For such a confrontational album, alien to almost everything else in the charts (U2 had the same kind of angst but were because of their faith more optimistic to start with) it did amazingly well, staying in the album chart for well over a year. The duo became pop stars, pin-ups (the usual "Oh Curt you're too beautiful to suffer!" takes a new meaning here) and heroes to the teenagers in nowheresvilles in the UK and around the world, to influence not just Radiohead but My Chemical Romance, Mansun and The Smashing Pumpkins and just about anyone who is "emo" - verily we have the beginning of emo right here, more or less. That they also influenced Wyclef Jean and other hip-hop people shows that this album is far more than two awkward middle children reading Janov and inventing their own therapy session with an acoustic guitar. If this is political then it stands right with Bragg, Robert Wyatt and the rest, all those folks that Peel continued to play even as Chinnery shook his head and decided in future to reduce Peel's on air time to just three days. Meanwhile, this album took hold and spoke to and for a generation that happily stayed up to hear things that weren't familiar. A new generation was making music to help itself, ultimately, and in turn those who listened gave back that influence in the 90s and beyond...
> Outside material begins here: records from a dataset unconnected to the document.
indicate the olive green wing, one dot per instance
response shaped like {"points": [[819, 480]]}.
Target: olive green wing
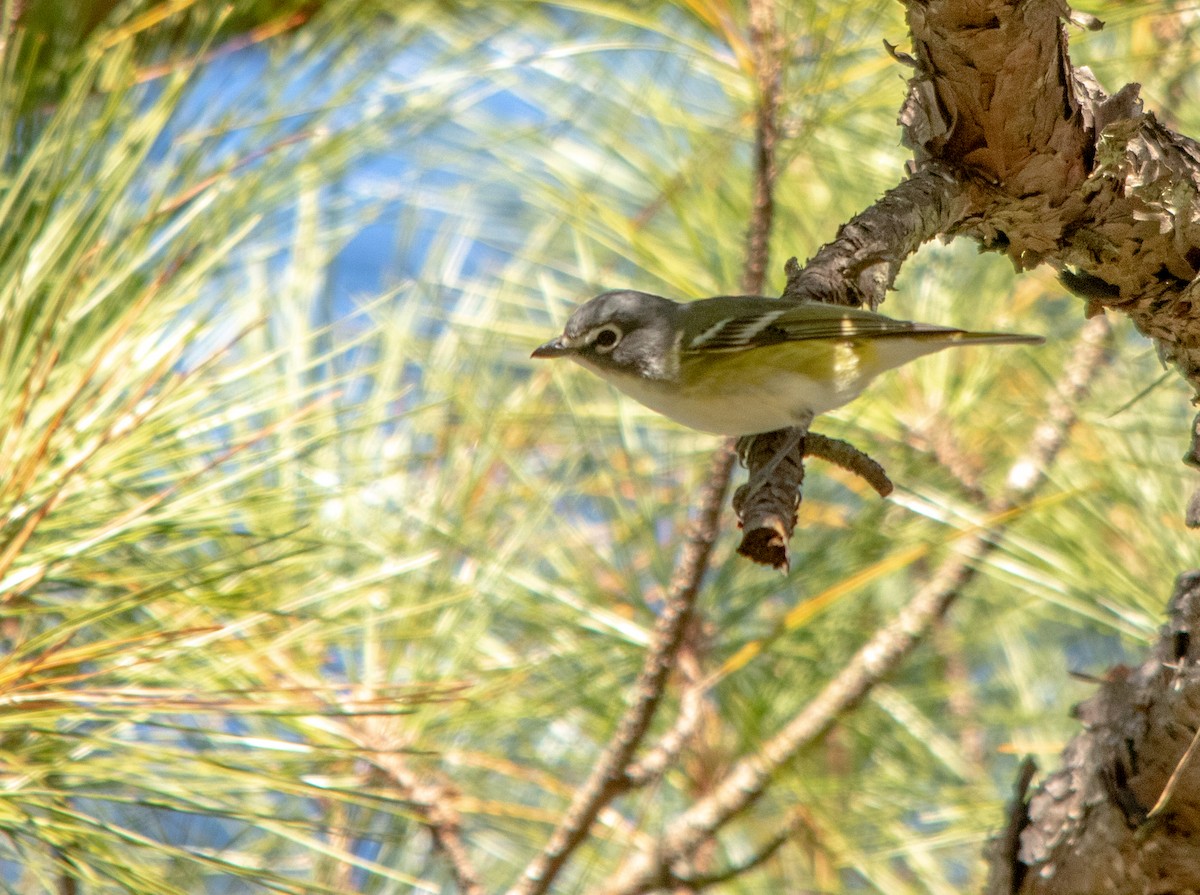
{"points": [[755, 323]]}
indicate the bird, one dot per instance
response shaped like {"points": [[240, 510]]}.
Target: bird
{"points": [[744, 365]]}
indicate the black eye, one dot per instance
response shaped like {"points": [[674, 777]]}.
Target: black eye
{"points": [[606, 338]]}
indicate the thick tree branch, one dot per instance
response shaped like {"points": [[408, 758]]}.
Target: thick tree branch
{"points": [[1092, 824], [748, 780], [610, 778], [857, 268]]}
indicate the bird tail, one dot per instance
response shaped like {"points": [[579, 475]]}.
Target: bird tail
{"points": [[996, 338]]}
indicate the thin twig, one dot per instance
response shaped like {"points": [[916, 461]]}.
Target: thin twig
{"points": [[610, 779], [658, 758], [748, 780], [427, 797], [857, 268], [765, 853], [611, 776]]}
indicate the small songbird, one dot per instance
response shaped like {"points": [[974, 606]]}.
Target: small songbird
{"points": [[739, 365]]}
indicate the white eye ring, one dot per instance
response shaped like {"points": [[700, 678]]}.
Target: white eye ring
{"points": [[606, 338]]}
Meanwhile I listened to this (on vinyl, downstairs when my parents weren't around - I didn't have a Walkman yet and wouldn't for a few years) and only bought it as I heard them on CFNY; by this time I listened to no other station and now count myself lucky to have been able to listen to it at this time when radio was becoming more conservative, less ready to take chances. Station head David Marsden (I could've thanked him in person at a school dance but didn't, alas) made sure it played not just Duran Duran but also Tears For Fears, U2, Echo and The Bunnymen and so on. Unlike Chinnery he didn't care about catering to yuppies; he knew there were enough misfits like me out there to make the station possible, and I imagine he took note of Peel's (and Kid Jensen's) playlists and not just what was in the charts. This station kept me going through my not-one-date adolescence, reminded me - just as The Hurting did - that there were a lot more people in my position than not, even if we were all by ourselves, listening...
...next up: 1944 and everything after.
*I wonder, looking back, how many people would have considered theirs to be that table; but I can tell you mine was, and this situation lasted the whole time I was there.
**As a therapy it was popularized right away in 1970 by John Lennon, whose influence on this album is indelible and inevitable. The success of this brought the book back into fashion, though in my experience teenagers don't really need that much encouragement to scream.